Der Mietendeckel Berlin darf in seiner aktuellen Form nicht mehr angewendet werden. Zu diesem Schluss kam das Bundesverfassungsgericht (BVerG) in einem Beschluss zu den Verfahren mit den Aktenzeichen 2 BvF 1/20 sowie 2 BvL 4/20 und 2 BvL 5/20. Der Beschluss der Richter in Karlsruhe fiel bereits Ende März 2021, wurde aber erst Mitte April der Öffentlichkeit vorgestellt. Die Begründung des Bundesverfassungsgerichts weist deutlich darauf hin, dass auch andere Kommunen von dem Urteil betroffen sind.
Warum wurde der Berliner Mietendeckel für nichtig erklärt?

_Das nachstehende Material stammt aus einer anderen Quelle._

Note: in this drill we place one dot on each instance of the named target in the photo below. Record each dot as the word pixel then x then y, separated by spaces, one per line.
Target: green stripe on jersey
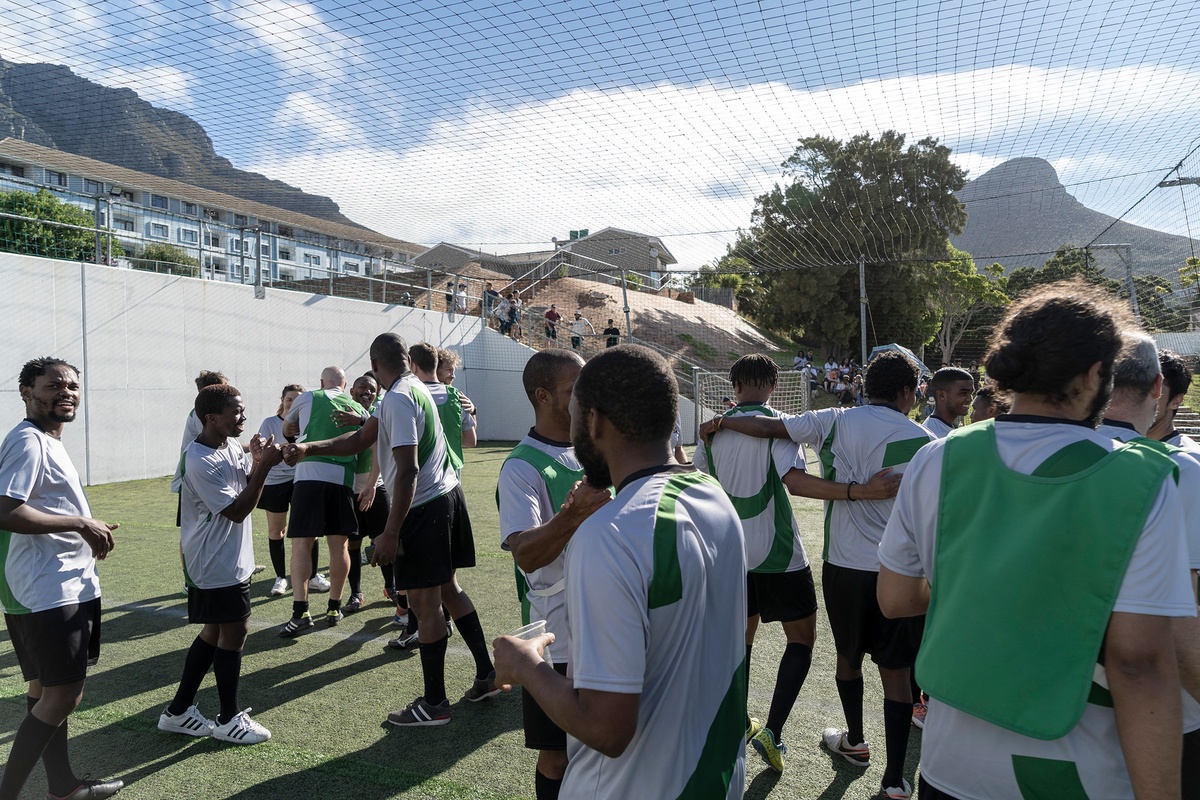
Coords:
pixel 719 758
pixel 666 584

Rechtsgrundlage des Beschlusses sind die Artikel 70 bis 74 des Grundgesetzes der Bundesrepublik Deutschland. Sie schränken die Rechte für die Gesetzgebung durch die Bundesländer und Kommunen ein. Dadurch entstand durch die Regelungen zur Begrenzung der zulässigen Miethöhen eine konkurrierende Gesetzgebung. Eine doppelte Gesetzgebung durch den Bund, die Länder und die Kommunen ist nach den Regelungen im Grundgesetz jedoch nur in Ausnahmefällen zulässig. Im Falle des Mietendeckels greift die sogenannte „Sperrwirkung“. Sie besagt, dass die Länder keine Regelungsbefugnis haben, wenn es Bundesgesetze gibt, in denen abschließende Bestimmungen getroffen werden. Genau das ist bei der Festlegung der Mietenhöhe der Fall.
Wo finden sich die abschließenden Regelungen zur Mietenhöhe?
Die Richterinnen und Richter des Bundesverfassungsgerichts verweisen in der Begründung des Beschlusses auf das Bürgerliche Gesetzbuch. Im BGB finden sich alle Regelungen rund um den Mietvertrag ab dem Paragrafen 535. Von Relevanz für die Beurteilung der Ermächtigung der Länder und Kommunen für den Erlass regionaler Verordnungen ist vor allem der Paragraf 556d des Bürgerlichen Gesetzbuchs. Er enthält bereits eine bundesweit gültige Regelung zur maximalen Miethöhe beim Abschluss neuer Mietverträge. Davon dürfen die Länder und Kommunen nach der Auffassung der Karlsruher Richterinnen und Richter nicht abweichen.
Zusätzlich verweist das Bundesverfassungsgericht auf die Bestimmungen der Novellierungsgesetze zum Mietrecht und das im März 2020 vom Bundestag beschlossene Gesetz zur Begrenzung der Miete bei neuen Mietverträgen. Darin sieht das Bundesverfassungsgericht ausdrücklich eine abschließende Gesetzgebung, durch welche die Befugnis zum Erlass eigener Verordnungen eingeschränkt wird. Das heißt, Berlin fehlte grundsätzlich die Gesetzgebungskompetenz für die Etablierung eines eigenen Mietendeckels.
Der Beschluss zum Mietendeckel wird weitreichende Wirkungen haben
Berlin ist mit Verordnungen zur Miethöhenbegrenzung über die Bestimmungen des BGB hinaus nicht allein. Auch andere Bundesländer haben ähnliche Verordnungen erlassen. Beispiele dafür sind Großstädte in Thüringen sowie Hamburg. In anderen Bundesländern gelten ähnliche Bestimmungen wie im Berliner Mietendeckel für einzelne Regionen. Davon sind beispielsweise mehr als 160 Kommunen in Bayern, über 30 Kommunen in Hessen sowie 18 Städte in Nordrhein-Westfalen betroffen. Hier ist davon auszugehen, dass Vermieter unter Berufung auf den Beschluss des Bundesverfassungsgerichts auf eine Aufhebung der dort gültigen Verordnungen zur Begrenzung der Miethöhe über die im BGB enthaltenen Regelungen hinaus klagen werden. Aktuell ist außerdem unklar, ob Vermieter das Recht haben, Miethöhen in den Verträgen anzupassen, die während der Zeit der Anwendung der Mietendeckel abgeschlossen wurden.
Fazit: Wer eine neue Wohnung anmieten möchte, muss sich darauf einstellen, dass Vermieter in den Hotspots des Wohnungsmangels die im BGB enthaltenen Grenzen für Mieterhöhungen bei der Neuvermietung voll ausreizen werden. Auch könnten vielen Mietern Erhöhungsbegehren ins Haus flattern, die in Berlin Mietwohnungen nach dem 1. Juni 2015 angemietet haben.